BladeDISC and DISC optimize dynamic shapes but assume compile-time knowledge of shape constraints. However, real-world ML workloads (e.g., Korish et al.’s virtual flow meters) encounter unforeseen shape deviations at runtime. This idea proposes a compiler that inserts lightweight "canary" operations to monitor tensor shapes during execution. If anomalies are detected (e.g., shape mismatches causing convolution failures), the compiler triggers a just-in-time recompilation using alternative optimization paths. This goes beyond TVM’s static auto-tuning by combining Zheng et al.’s symbolic shape reasoning with runtime adaptation. For instance, if a fused kernel fails due to unexpected dimensions, the compiler could fall back to unfused operators—similar to how Lebaku et al.’s stacked LSTM detects trajectory anomalies. This bridges the gap between compile-time guarantees and runtime uncertainty.

References:

  1. Cybersecurity-Focused Anomaly Detection in Connected Autonomous Vehicles Using Machine Learning. Prathyush Kumar Reddy Lebaku, Lu Gao, Yunpeng Zhang, Zhixia Li, Yongxin Liu, Tanvir Arafin (2025). International Conference on Transportation and Development 2025.
  2. Real-Time Production Optimization: A Machine Learning Approach to Virtual Flow Metering. M. Korish, M. Ibrahim, L. Tealdi, A. Al Hanaee (2025). GOTECH.
  3. Optimizing Machine Learning Operators and Models for Specific Hardware Using Apache-TVM. Kausthub Thekke Madathil, Abhinav Dugar, Nagamma Patil, Unnikrishnan Cheramangalath (2023).

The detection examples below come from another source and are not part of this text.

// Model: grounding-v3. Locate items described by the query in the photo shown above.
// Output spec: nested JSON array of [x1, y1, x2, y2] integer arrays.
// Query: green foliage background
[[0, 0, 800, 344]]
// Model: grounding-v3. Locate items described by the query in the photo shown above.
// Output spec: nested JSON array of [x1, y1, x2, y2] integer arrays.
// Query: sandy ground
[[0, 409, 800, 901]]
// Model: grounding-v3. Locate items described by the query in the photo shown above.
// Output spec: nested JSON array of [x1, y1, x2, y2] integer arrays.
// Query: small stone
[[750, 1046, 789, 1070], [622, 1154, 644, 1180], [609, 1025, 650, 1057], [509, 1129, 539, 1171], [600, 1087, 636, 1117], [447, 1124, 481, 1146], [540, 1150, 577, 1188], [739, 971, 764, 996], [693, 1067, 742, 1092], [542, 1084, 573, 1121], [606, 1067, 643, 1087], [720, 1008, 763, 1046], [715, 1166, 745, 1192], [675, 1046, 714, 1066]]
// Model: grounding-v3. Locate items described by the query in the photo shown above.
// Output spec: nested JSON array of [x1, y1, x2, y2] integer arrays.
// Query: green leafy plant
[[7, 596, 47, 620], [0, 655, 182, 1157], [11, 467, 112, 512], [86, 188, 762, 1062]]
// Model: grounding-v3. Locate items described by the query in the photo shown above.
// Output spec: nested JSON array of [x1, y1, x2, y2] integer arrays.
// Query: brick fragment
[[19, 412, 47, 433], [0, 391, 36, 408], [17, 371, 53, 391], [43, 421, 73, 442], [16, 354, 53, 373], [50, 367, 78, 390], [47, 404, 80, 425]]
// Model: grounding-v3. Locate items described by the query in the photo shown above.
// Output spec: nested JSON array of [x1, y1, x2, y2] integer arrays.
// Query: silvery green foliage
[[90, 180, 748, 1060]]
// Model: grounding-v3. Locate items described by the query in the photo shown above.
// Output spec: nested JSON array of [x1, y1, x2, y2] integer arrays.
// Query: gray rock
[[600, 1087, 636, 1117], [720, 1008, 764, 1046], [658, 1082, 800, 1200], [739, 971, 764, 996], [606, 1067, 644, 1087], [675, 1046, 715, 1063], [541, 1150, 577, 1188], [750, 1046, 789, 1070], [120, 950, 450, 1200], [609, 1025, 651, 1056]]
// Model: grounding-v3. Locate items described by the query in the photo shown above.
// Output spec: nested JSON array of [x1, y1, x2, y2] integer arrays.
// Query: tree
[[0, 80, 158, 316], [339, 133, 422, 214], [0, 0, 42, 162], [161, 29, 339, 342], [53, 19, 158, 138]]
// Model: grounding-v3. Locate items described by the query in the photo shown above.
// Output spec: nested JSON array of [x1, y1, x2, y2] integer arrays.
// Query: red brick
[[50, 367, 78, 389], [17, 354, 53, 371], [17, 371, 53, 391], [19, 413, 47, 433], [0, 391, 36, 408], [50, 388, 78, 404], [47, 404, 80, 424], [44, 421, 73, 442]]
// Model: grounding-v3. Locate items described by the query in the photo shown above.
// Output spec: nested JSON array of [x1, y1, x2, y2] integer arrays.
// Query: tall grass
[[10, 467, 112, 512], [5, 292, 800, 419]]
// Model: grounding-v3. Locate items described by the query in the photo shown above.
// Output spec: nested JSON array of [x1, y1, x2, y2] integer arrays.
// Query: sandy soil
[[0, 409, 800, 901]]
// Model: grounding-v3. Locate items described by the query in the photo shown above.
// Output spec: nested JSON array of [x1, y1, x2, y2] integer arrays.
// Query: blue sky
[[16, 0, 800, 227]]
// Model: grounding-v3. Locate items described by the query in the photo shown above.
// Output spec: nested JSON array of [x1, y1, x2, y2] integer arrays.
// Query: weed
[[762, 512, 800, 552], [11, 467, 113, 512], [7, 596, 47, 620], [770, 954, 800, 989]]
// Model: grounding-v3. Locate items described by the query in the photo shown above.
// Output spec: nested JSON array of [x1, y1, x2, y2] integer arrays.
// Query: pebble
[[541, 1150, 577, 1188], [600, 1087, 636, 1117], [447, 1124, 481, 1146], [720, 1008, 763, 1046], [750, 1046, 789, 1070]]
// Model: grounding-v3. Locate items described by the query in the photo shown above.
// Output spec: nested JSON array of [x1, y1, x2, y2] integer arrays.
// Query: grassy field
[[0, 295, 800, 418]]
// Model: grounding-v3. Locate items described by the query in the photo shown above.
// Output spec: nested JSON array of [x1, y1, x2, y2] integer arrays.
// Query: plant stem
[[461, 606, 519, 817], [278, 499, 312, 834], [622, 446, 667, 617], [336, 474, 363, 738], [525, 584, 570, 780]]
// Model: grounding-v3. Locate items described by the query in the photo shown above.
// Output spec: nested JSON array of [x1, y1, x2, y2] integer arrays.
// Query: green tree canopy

International Conference on Computing Communication and Networking Technologies.
  4. TVM: An Automated End-to-End Optimizing Compiler for Deep Learning. Tianqi Chen, T. Moreau, Ziheng Jiang, Haichen Shen, Eddie Q. Yan, Leyuan Wang, Yuwei Hu, L. Ceze, Carlos Guestrin, A. Krishnamurthy (2018).
  5. TVM: An Automated End-to-End Optimizing Compiler for Deep Learning. Tianqi Chen, T. Moreau, Ziheng Jiang, Lianmin Zheng, Eddie Q. Yan, Haichen Shen, M. Cowan, Leyuan Wang, Yuwei Hu, L. Ceze, Carlos Guestrin, A. Krishnamurthy (2018). USENIX Symposium on Operating Systems Design and Implementation.
  6. BladeDISC: Optimizing Dynamic Shape Machine Learning Workloads via Compiler Approach. Zhen Zheng, Zaifeng Pan, Dalin Wang, Kai Zhu, Wenyi Zhao, Tianyou Guo, Xiafei Qiu, Minmin Sun, Junjie Bai, Feng Zhang, Xiaoyong Du, Jidong Zhai, Wei Lin (2023). Proc. ACM Manag. Data.
  7. BladeDISC: Optimizing Dynamic Shape Machine Learning Workloads via Compiler Approach. Zhen Zheng, Zaifeng Pan, Dalin Wang, Kai Zhu, Wenyi Zhao, Tianyou Guo, Xiafei Qiu, Minmin Sun, Junjie Bai, Feng Zhang, Xiaoyong Du, Jidong Zhai, Wei Lin (2023). Proc. ACM Manag. Data.
  8. DISC: A Dynamic Shape Compiler for Machine Learning Workloads. Kai Zhu, Wenyi Zhao, Zhen Zheng, Tianyou Guo, Pengzhan Zhao, Junjie Bai, Jun Yang, Xiaoyong Liu, Lansong Diao, Wei Lin (2021). EuroMLSys@EuroSys.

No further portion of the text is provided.